Quand Fragonard Chourpaud avait déclaré “Je veux que tout le monde, dans ce pays, soit rétribué selon son mérite”, tout le monde avait haussé les épaules, sauf ceux qui étaient plutôt en train de regarder des nains s’enduire d’huile d’olives sur une autre chaîne. Et à vrai dire, c’est surtout à défaut de mieux qu’il avait été élu à l’immense majorité des 22,3% de non-abstentionnistes.
Paradoxalement, la plupart des gens qui avaient défilé dans les rues dès l’entrée en vigueur de ses premières mesures faisaient justement partie de ses électeurs. Les mauvaises langues dirent que cette grève fut la moins remarquée de tous les temps, tant les nouvelles grilles de salaire définies par Fragonard Chourpaud étaient bien ficelées. Pendant que traders, coaches de vie et autres responsables du suivi du controlling post-operating battaient le pavé, les éboueurs et les nettoyeurs de WC publics se préparaient une deuxième tartine de caviar.
L’opinion publique commença, comme toujours, par grommeler puis finit, comme toujours, par s’habituer. Et par s’adapter. Un célèbre magazine féminin, dont les rédactrices étaient bénévoles depuis peu, mit en avant les tenues orange dans ses pages mode. Puis la presse people suivit et commença à s’intéresser de près aux frasques de Robert Chompard, éboueur, de son épouse Raymonde, caissière de supermarché et de leurs enfants Robertina, Ramuncho, Rigobert, Rihanna et Supercopter. Le couple fut même rebaptisé Romonde. Ils furent invités à raconter leur itinéraire sur toutes les chaînes de télé («les dates de votre prochaine tournée, les déchets verts, s’affichent en ce moment même à l’écran»).

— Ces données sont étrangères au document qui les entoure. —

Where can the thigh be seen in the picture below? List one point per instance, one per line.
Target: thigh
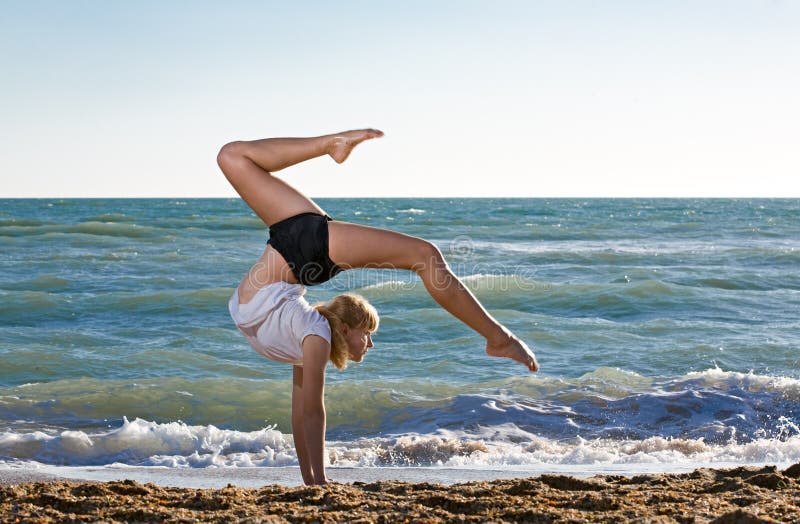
(268, 196)
(356, 246)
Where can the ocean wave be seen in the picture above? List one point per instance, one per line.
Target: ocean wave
(176, 444)
(714, 406)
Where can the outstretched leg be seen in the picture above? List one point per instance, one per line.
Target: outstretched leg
(248, 166)
(357, 246)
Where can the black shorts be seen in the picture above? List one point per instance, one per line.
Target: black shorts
(302, 240)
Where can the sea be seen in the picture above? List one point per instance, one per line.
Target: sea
(667, 330)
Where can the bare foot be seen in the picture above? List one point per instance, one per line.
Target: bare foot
(342, 143)
(515, 349)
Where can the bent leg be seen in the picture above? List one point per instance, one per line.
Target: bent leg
(356, 246)
(248, 166)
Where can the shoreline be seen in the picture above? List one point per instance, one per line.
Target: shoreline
(742, 494)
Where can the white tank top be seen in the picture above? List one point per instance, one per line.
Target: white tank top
(276, 321)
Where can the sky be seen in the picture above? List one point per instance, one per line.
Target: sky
(477, 99)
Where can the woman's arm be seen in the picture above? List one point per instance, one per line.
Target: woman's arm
(297, 426)
(316, 353)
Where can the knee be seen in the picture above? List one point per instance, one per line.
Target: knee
(428, 257)
(229, 153)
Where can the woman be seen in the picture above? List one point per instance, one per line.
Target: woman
(307, 247)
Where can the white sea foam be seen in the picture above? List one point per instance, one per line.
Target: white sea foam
(177, 445)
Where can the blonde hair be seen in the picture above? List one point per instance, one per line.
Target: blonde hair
(350, 309)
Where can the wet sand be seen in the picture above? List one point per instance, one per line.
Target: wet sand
(739, 495)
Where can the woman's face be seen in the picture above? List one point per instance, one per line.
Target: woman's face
(358, 342)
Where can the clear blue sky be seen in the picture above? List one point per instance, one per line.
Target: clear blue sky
(512, 98)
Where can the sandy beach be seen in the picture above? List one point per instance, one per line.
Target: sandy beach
(739, 495)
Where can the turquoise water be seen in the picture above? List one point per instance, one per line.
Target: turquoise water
(667, 331)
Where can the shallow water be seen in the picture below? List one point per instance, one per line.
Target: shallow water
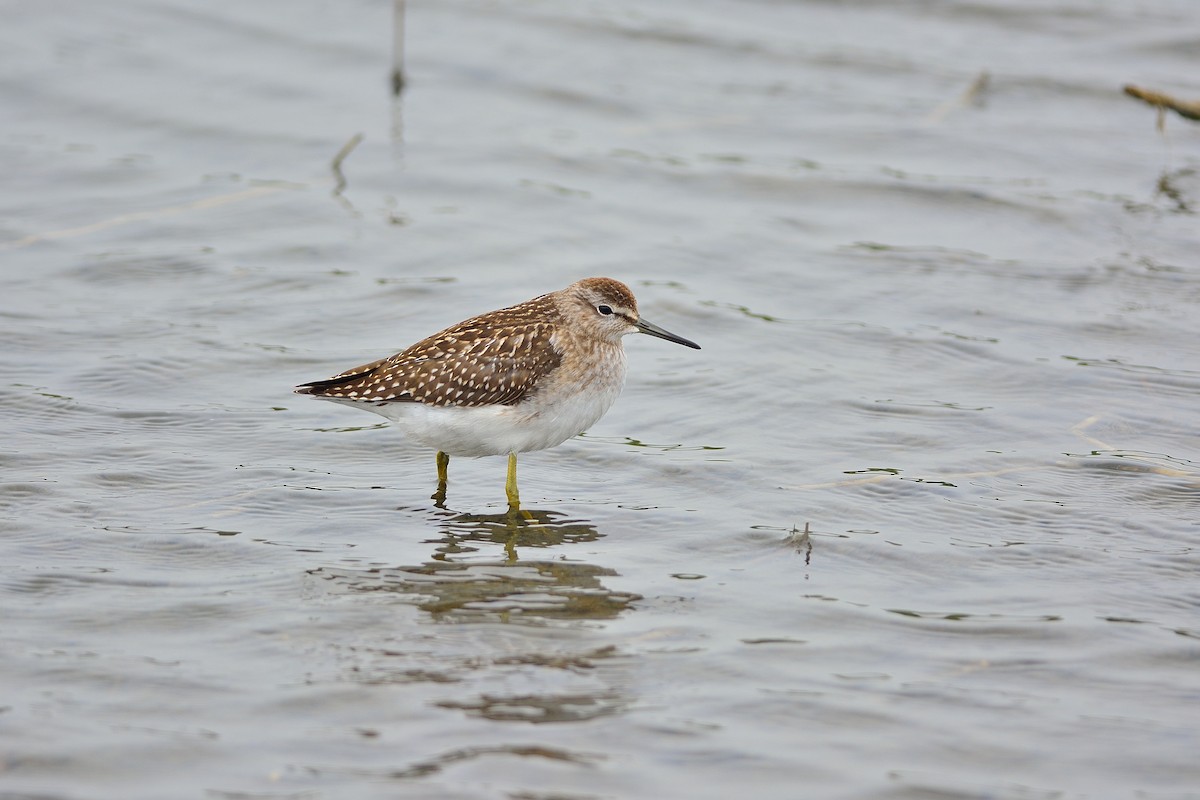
(954, 336)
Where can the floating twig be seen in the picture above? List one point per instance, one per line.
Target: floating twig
(397, 47)
(347, 149)
(971, 95)
(1185, 108)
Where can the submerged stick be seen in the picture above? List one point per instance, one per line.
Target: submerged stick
(347, 149)
(1185, 108)
(397, 47)
(971, 95)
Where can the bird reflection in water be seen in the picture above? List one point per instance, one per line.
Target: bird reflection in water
(461, 582)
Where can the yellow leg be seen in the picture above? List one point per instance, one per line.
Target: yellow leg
(510, 487)
(439, 497)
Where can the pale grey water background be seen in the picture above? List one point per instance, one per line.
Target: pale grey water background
(960, 340)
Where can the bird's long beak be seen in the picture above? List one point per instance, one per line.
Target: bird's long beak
(654, 330)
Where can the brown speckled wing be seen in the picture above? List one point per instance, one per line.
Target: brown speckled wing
(496, 359)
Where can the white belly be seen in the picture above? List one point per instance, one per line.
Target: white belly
(552, 416)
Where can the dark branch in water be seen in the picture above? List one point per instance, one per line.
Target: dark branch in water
(1188, 109)
(340, 157)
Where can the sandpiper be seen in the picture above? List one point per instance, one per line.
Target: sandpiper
(522, 378)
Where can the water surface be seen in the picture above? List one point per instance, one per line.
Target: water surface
(949, 330)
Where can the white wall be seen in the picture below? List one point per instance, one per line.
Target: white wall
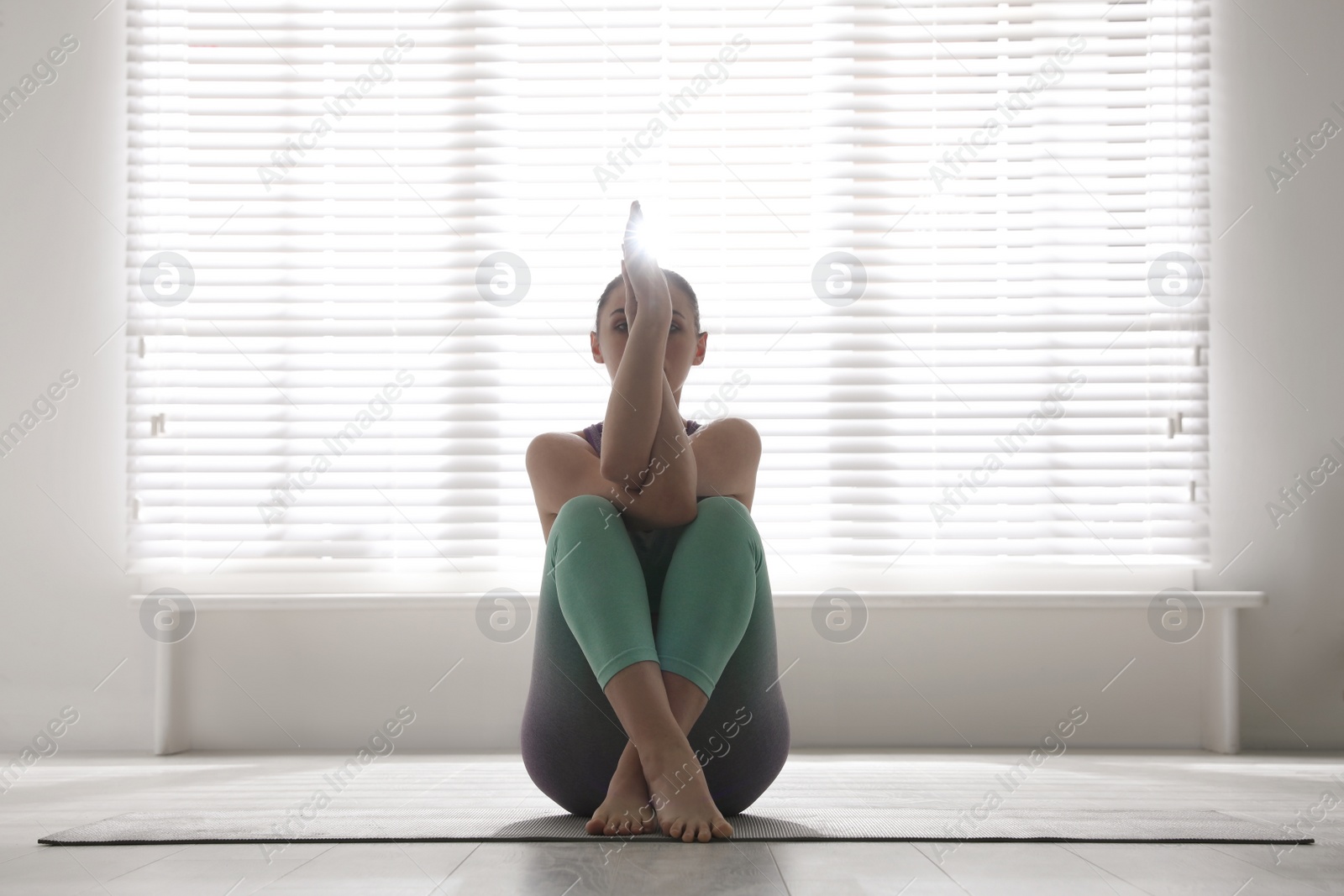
(65, 622)
(998, 678)
(1277, 286)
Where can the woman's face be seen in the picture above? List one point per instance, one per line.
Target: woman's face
(685, 347)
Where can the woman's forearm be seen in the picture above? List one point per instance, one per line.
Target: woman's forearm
(636, 402)
(662, 493)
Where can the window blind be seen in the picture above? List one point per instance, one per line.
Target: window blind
(951, 258)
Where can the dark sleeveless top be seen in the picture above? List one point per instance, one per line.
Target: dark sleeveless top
(595, 432)
(655, 547)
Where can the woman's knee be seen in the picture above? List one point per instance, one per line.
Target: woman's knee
(586, 511)
(727, 517)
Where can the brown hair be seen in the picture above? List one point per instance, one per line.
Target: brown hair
(674, 280)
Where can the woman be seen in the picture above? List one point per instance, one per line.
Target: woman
(655, 597)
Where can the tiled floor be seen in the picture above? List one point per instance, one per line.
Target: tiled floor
(1281, 789)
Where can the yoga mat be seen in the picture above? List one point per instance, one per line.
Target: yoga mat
(409, 825)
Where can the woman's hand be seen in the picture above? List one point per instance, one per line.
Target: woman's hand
(647, 286)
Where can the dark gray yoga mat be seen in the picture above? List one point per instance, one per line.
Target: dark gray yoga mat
(371, 825)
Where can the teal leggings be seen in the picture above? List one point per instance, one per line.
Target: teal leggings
(692, 598)
(714, 578)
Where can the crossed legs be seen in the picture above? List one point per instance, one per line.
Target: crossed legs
(658, 687)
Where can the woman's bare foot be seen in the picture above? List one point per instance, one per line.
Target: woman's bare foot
(680, 797)
(627, 809)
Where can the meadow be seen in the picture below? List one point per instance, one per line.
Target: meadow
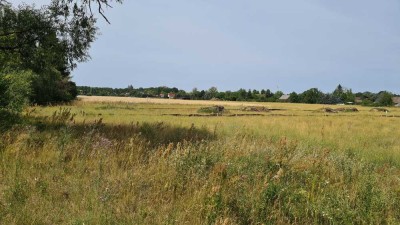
(104, 160)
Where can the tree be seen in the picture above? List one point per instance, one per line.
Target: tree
(312, 96)
(212, 92)
(49, 42)
(384, 98)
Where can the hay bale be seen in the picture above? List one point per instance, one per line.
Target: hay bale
(255, 109)
(347, 110)
(327, 110)
(216, 109)
(379, 110)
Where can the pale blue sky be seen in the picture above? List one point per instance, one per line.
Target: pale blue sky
(290, 45)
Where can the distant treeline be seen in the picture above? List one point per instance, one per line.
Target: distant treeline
(340, 95)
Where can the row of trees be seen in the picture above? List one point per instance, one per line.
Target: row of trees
(312, 96)
(39, 48)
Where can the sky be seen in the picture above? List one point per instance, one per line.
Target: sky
(287, 45)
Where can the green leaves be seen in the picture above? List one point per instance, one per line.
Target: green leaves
(15, 87)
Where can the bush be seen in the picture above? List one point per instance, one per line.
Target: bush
(15, 88)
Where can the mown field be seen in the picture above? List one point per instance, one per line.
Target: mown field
(151, 161)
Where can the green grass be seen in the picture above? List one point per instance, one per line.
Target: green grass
(135, 164)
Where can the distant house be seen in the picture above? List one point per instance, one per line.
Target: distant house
(358, 100)
(396, 100)
(284, 98)
(171, 95)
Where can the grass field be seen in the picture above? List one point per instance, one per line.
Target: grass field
(108, 160)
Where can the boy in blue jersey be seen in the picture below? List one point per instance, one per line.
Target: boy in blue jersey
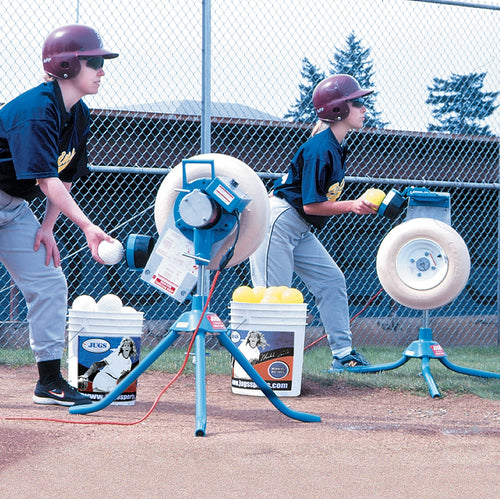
(43, 139)
(305, 198)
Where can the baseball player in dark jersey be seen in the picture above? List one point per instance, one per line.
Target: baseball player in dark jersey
(305, 198)
(43, 138)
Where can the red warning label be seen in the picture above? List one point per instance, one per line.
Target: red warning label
(438, 350)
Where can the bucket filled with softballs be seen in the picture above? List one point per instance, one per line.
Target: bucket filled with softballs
(268, 327)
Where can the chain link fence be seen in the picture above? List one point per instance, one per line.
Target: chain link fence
(220, 76)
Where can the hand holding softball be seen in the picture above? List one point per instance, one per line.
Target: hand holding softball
(374, 196)
(110, 253)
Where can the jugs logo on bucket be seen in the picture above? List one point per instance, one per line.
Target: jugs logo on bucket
(96, 345)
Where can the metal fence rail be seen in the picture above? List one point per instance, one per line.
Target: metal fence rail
(221, 76)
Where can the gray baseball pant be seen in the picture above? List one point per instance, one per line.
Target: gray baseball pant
(44, 287)
(290, 246)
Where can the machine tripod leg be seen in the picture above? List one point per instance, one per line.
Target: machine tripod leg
(466, 370)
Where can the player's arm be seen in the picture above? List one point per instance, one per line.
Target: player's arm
(45, 235)
(60, 200)
(360, 206)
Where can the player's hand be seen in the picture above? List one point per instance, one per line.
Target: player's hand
(94, 236)
(363, 207)
(46, 237)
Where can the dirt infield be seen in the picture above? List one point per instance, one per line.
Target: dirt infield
(370, 443)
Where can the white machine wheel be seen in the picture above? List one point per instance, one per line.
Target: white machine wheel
(254, 218)
(423, 263)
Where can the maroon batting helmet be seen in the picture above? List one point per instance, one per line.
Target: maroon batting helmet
(331, 95)
(65, 46)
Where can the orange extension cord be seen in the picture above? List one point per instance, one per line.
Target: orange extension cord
(155, 403)
(179, 372)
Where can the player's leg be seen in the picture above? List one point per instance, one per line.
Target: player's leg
(45, 291)
(272, 263)
(326, 282)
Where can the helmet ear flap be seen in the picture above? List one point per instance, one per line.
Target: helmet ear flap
(65, 66)
(340, 111)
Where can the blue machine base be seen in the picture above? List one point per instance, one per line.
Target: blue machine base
(425, 348)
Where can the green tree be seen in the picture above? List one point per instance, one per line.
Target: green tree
(459, 104)
(303, 109)
(355, 61)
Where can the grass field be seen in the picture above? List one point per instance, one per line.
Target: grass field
(316, 360)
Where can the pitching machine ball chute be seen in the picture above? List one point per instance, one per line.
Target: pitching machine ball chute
(253, 218)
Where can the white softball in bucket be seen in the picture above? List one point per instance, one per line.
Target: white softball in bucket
(109, 303)
(110, 253)
(84, 303)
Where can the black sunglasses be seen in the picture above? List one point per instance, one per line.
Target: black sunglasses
(359, 103)
(95, 62)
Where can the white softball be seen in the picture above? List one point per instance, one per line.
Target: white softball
(84, 303)
(109, 303)
(110, 253)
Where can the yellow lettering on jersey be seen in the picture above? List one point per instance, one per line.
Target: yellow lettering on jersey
(64, 159)
(335, 191)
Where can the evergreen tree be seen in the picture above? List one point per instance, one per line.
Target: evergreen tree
(460, 104)
(355, 61)
(303, 109)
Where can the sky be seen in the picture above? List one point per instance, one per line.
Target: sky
(258, 47)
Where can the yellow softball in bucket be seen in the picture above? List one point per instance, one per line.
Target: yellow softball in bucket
(244, 294)
(374, 196)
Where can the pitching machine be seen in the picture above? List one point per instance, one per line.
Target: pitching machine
(211, 213)
(423, 264)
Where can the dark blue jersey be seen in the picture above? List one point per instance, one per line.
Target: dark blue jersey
(316, 174)
(40, 139)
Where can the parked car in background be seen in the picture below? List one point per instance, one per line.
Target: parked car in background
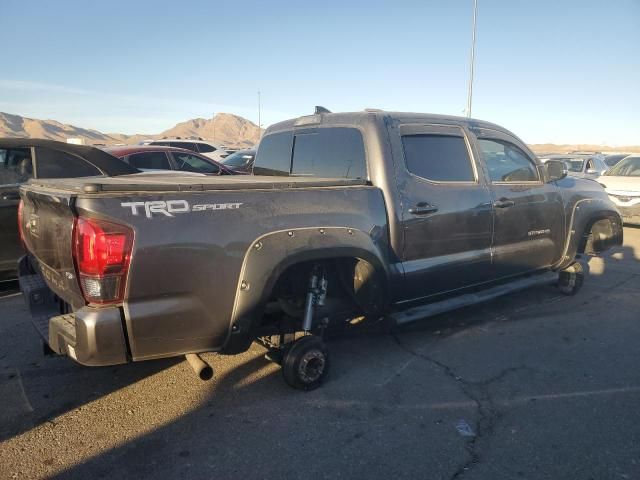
(208, 149)
(156, 157)
(612, 159)
(241, 161)
(622, 183)
(583, 165)
(23, 159)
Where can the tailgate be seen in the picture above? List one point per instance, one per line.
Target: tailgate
(47, 225)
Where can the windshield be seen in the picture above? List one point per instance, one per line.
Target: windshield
(238, 159)
(629, 167)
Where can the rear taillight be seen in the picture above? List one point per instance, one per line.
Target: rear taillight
(102, 251)
(20, 224)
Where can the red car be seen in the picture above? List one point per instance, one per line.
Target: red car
(151, 158)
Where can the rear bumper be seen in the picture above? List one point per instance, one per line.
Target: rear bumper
(91, 336)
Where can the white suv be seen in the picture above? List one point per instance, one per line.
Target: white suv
(203, 147)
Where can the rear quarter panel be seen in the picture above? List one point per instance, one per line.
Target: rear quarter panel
(185, 268)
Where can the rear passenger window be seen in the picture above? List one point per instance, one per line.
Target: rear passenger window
(56, 164)
(440, 158)
(323, 152)
(506, 162)
(329, 152)
(150, 161)
(274, 155)
(15, 165)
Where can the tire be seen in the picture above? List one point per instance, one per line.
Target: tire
(306, 364)
(571, 279)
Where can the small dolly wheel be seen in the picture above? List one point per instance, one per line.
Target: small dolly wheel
(571, 279)
(306, 363)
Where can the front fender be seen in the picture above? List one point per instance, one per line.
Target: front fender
(271, 254)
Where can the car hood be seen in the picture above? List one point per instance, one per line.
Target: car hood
(626, 185)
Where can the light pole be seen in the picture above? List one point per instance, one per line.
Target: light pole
(259, 113)
(473, 58)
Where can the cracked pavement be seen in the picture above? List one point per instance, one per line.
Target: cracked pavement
(543, 386)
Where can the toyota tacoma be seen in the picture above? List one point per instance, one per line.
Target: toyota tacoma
(348, 216)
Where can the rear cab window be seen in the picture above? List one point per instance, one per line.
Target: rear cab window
(329, 152)
(149, 160)
(506, 162)
(205, 148)
(438, 157)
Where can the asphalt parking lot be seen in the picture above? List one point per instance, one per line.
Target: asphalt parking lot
(531, 386)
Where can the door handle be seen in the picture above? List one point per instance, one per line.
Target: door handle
(423, 208)
(503, 203)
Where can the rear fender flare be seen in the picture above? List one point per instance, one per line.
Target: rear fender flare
(270, 255)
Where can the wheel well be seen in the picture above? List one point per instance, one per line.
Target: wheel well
(599, 235)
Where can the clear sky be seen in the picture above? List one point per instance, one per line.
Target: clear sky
(563, 71)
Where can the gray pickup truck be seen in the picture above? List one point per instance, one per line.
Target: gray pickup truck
(347, 216)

Robert expliquait de chaîne en chaîne que «vous savez, ça a l’air simple de porter les poubelles, mais c’est beaucoup de travail pour en arriver là», pendant que chez lui, Pernambucco Thijssens, numéro 10 de la sélection nationale de football, pestait en pensant à ces mecs payés des millions à se balader à l’arrière d’un camion pendant que d’autres triment toutes les semaines pour perpétuer l’art ancestral du 4-4-2.
Puis tous les présentateurs télé devinrent éboueurs ou balayeurs, sauf un qui devint réalisateur de biopics racontant le destin magique d’éboueurs ou de balayeurs.